A filha, Alainah, agora tem 15 meses, mas seu desenvolvimento é incerto. Ela consegue andar, embora os médicos tenham dito que isso talvez não ocorresse, e a menina é dada a gargalhadas, contou a mãe.

Porém, Alainah somente fala três palavras: mamãe, papai e “aba”, que ela usa para descrever vários objetos. Ela se expressa por sinais quando tem fome. A menina alcançou etapas esperadas por um bebê, mas os pais não sabem até onde ela pode chegar. Os médicos do Hospital Infantil de Boston só vão conhecer a extensão dos danos cerebrais dentro de pelo menos nove meses. Ela ainda pode ter convulsões e deficiência aguda.

“É muito difícil. Não podemos fazer nada para dar um jeito nisso. Praticamente vamos caminhar sobre ovos pelo resto de nossas vidas”, disse Peter Therrien, 26 anos.

Se a causa da microcefalia for determinada, é possível ter uma ideia de como a criança vai se sair.

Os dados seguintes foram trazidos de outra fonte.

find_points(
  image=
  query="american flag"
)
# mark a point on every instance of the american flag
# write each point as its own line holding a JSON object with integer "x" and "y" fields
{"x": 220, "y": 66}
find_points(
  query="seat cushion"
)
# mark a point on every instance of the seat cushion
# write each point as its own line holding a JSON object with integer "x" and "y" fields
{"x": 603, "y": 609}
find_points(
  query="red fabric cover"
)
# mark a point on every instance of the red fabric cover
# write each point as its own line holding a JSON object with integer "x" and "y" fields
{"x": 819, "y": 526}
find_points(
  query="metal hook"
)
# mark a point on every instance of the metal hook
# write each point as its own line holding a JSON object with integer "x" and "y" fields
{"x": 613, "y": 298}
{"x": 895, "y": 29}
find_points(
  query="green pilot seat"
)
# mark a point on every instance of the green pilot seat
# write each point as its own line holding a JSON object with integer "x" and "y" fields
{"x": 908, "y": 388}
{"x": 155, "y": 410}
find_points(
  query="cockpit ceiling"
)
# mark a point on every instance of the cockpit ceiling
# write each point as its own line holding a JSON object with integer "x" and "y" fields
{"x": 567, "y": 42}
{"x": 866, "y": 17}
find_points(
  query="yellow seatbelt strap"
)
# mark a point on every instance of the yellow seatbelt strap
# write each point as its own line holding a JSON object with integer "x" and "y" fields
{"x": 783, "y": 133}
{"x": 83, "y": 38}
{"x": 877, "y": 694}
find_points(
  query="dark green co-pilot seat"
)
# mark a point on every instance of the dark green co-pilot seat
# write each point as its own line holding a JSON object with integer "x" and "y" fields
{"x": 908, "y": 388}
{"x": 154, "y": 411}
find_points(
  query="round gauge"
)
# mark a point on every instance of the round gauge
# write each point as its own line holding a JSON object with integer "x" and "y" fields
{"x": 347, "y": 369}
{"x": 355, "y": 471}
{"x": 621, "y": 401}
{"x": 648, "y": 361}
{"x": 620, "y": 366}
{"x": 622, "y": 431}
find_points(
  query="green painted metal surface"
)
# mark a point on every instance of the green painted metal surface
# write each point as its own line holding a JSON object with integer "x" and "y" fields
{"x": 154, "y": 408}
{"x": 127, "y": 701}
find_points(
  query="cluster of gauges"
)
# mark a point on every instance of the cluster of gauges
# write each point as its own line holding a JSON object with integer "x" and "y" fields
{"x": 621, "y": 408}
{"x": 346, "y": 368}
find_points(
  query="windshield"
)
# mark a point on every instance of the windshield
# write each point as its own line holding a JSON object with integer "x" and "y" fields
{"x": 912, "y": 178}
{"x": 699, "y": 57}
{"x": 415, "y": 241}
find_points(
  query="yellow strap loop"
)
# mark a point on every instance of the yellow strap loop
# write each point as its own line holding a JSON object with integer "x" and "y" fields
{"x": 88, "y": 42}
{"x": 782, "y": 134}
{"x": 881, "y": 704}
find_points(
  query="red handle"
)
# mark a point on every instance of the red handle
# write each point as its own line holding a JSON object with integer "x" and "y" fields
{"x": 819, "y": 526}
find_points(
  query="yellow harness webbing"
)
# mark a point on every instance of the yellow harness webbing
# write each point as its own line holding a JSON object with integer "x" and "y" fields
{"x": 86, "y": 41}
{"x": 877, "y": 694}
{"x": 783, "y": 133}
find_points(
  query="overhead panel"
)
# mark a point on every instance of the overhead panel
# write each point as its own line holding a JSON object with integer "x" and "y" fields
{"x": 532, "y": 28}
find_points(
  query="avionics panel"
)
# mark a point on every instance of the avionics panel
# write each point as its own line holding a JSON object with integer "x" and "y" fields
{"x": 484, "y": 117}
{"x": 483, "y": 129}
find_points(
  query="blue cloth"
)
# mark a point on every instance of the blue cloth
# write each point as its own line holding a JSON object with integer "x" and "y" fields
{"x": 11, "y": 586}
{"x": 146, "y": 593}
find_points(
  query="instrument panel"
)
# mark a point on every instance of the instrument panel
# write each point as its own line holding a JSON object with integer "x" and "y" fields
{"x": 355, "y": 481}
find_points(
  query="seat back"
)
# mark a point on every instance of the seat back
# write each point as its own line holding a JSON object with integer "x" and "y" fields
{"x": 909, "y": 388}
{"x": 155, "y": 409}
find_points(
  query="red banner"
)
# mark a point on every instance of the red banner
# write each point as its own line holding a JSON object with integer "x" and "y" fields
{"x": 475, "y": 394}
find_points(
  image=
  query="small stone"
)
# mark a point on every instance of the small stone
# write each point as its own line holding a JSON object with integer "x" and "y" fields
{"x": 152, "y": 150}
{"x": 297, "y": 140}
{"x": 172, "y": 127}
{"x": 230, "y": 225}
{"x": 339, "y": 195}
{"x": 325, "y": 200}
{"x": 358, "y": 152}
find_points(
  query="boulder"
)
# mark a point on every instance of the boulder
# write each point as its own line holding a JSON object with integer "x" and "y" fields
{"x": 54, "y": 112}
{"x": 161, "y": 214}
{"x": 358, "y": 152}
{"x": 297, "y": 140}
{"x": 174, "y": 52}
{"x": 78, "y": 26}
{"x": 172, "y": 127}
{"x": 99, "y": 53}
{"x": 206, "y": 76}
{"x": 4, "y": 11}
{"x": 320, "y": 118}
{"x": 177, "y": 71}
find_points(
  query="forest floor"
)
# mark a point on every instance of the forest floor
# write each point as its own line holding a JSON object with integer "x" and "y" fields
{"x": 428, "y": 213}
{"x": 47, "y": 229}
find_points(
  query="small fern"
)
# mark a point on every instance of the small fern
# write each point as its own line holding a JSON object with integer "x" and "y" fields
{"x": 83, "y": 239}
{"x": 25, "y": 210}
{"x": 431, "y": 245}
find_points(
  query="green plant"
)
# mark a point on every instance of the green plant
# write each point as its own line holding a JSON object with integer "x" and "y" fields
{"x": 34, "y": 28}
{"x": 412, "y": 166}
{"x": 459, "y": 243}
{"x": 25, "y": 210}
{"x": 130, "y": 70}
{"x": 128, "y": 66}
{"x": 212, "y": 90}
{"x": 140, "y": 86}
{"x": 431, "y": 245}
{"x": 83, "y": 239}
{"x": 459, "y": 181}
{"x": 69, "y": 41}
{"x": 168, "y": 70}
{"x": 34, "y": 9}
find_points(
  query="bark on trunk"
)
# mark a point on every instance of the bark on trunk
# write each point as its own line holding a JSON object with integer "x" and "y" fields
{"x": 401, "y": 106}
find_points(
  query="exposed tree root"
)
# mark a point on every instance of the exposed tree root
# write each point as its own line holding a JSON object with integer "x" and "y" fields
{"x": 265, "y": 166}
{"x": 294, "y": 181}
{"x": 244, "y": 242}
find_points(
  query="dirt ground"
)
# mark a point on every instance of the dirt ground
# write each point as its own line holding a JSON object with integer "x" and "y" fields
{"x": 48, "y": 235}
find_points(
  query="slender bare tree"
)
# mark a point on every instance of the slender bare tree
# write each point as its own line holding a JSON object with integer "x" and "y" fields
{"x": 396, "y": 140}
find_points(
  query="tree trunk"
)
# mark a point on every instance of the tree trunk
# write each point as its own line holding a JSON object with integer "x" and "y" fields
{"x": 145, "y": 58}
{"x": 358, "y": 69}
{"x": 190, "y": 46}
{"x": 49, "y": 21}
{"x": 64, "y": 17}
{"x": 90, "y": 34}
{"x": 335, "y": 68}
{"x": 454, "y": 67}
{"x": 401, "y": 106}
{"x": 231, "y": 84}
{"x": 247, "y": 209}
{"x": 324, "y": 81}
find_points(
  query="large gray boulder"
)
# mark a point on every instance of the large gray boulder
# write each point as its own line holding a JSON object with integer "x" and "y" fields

Alguns problemas genéticos estão ligados à microcefalia, entre eles a síndrome de Down. Grávidas com desnutrição grave, diabéticas ou que consomem álcool estão entre as predispostas a ter filhos com microcefalia.

A microcefalia pode surgir após o nascimento em crianças com alguns transtornos genéticos, e em bebês que ficaram sem oxigênio durante o parto cujos cérebros pararam de crescer em seus primeiros anos.

Porém, causa grande preocupação entre os pesquisadores que a microcefalia agora possa ser provocada por infecções, incluindo toxoplasmose, rubéola e citomegalovírus, um vírus onipresente.

O zika vírus pode logo fazer parte da lista. Se ele de fato causar o quadro, é uma complicação rara. Nenhum aumento na microcefalia está ligado conclusivamente ao vírus fora do Brasil, embora a Polinésia Francesa esteja investigando um pequeno número de problemas neurológicos em bebês após a ocorrência de um surto no país.

Nenhum problema do gênero foi visto no primeiro surto de zika cuidadosamente estudado, que ocorreu na ilha Yap, na Micronésia, em 2007. Entretanto, Yap tem menos de 12 mil habitantes. O surto atual é o primeiro no qual os cientistas viram o vírus invadir um continente grande onde ninguém é imune.

O casal Therrien alterna momentos de otimismo com pessimismo, esperando exames que darão pistas sobre o futuro de Alainah.

“Minha maior preocupação é com seu futuro”, declarou Melissa, mãe de outra menina de seis anos, sem microcefalia.

“Será que um dia ela conseguirá ter uma vida como a que a irmã terá?”